Politics is funny. Try going back to 1986 and trying to persuade folks that the 21st century would begin with the USA declaring war on a small band of cave-dwellers in Afghanistan and that the war would last more than seven years.

Yeah, it is, but many of the people that are supporting him are hardcore Bush/Republican/conservative-haters who aren't inclined to begin with to like anything that surrounds any of those people or parties. They certainly aren't going to become more moderate, even if he is more moderate than they are, and behaves more courteously than they do, which I believe he is and often will.


Jesse:

quote:

Independents and Decline to State increase yearly, and several States don't record a party affiliation at all.

About the increase yearly, I'm not sure if that is true, or is true nationally.

http://tinyurl.com/2d34ul

http://www.harrisinteractive.com/harris_poll/index.asp?PID=727

I do stand corrected on the number of people who say they are independents, though. I had thought it was lower.


quote:

Why would Democrats cross party lines to vote Republican? Millions did in 1980 1984 2000 and 2004 Presidential election.

I can see 1980, but would be curious to see numbers for the rest.

One of the largest reasons that I don't see Dems or Repubs crossing to vote for each other's candidates is because almost all the polls I've seen since about 2000 indicate that Repubs and Dems see eye to eye on very little. That is, a large proportion of Dems usually dislike Bush, while a large proportion of Repubs support him. Likewise, the WoT, gun registration, right to life, etc usually show fairly substantial percentages of divide based on party affiliation.

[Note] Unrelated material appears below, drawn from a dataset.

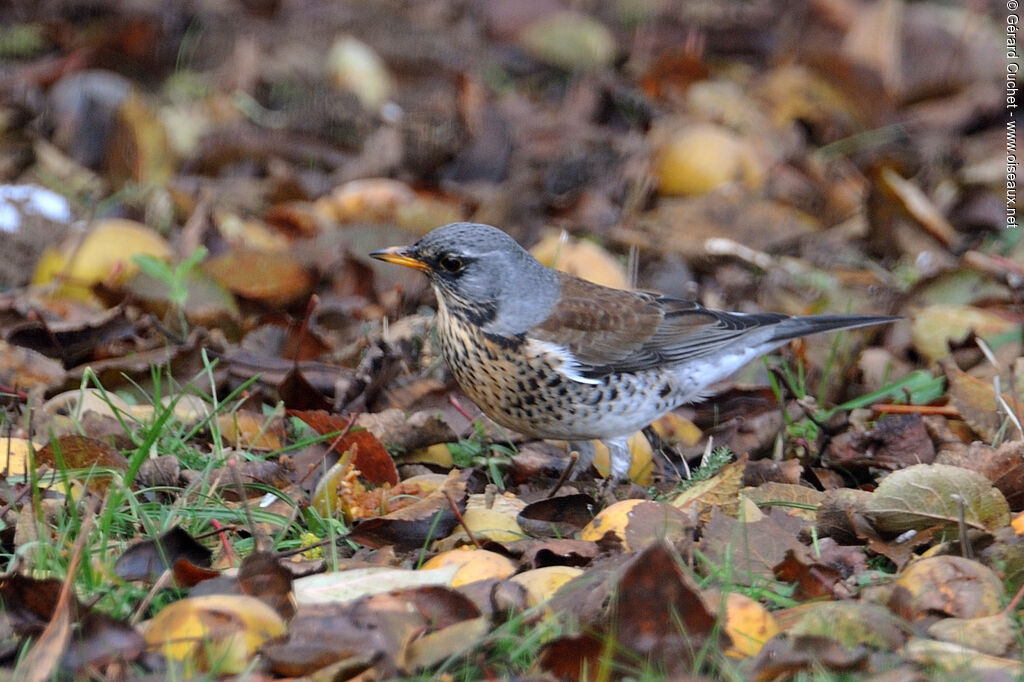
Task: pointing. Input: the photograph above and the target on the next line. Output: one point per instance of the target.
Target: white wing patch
(558, 357)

Of course, this isn't to say that there aren't issues where there aren't sharp divides, or where people are strongly for or against an issue, and weakly for or against it, compared to the average for their party.

quote:

We all like to think that our issues, the war, or corrupt donors, of SSM, or abortion, or gun rights, are the issues of our parties, and that anyone with the same party on our registration must agree with us. 'Taint so.

While you might like to think that, I don't.

On the other hand, I do think that belonging to a party means something, that the parties themselves are not that similar; that people tend to support what they belong to, and that the culture itself encourages people into combat with the other party, rather than seeing the other side's point of view. As mentioned above, I think polls tend to bear me out on this.

quote:

Most people vote based on how the candidate makes them feel, not on specific policies. It's the same way most of them buy cars.

As depressing as it is to say, I agree with this.

Regarding Latinos, see my comments above.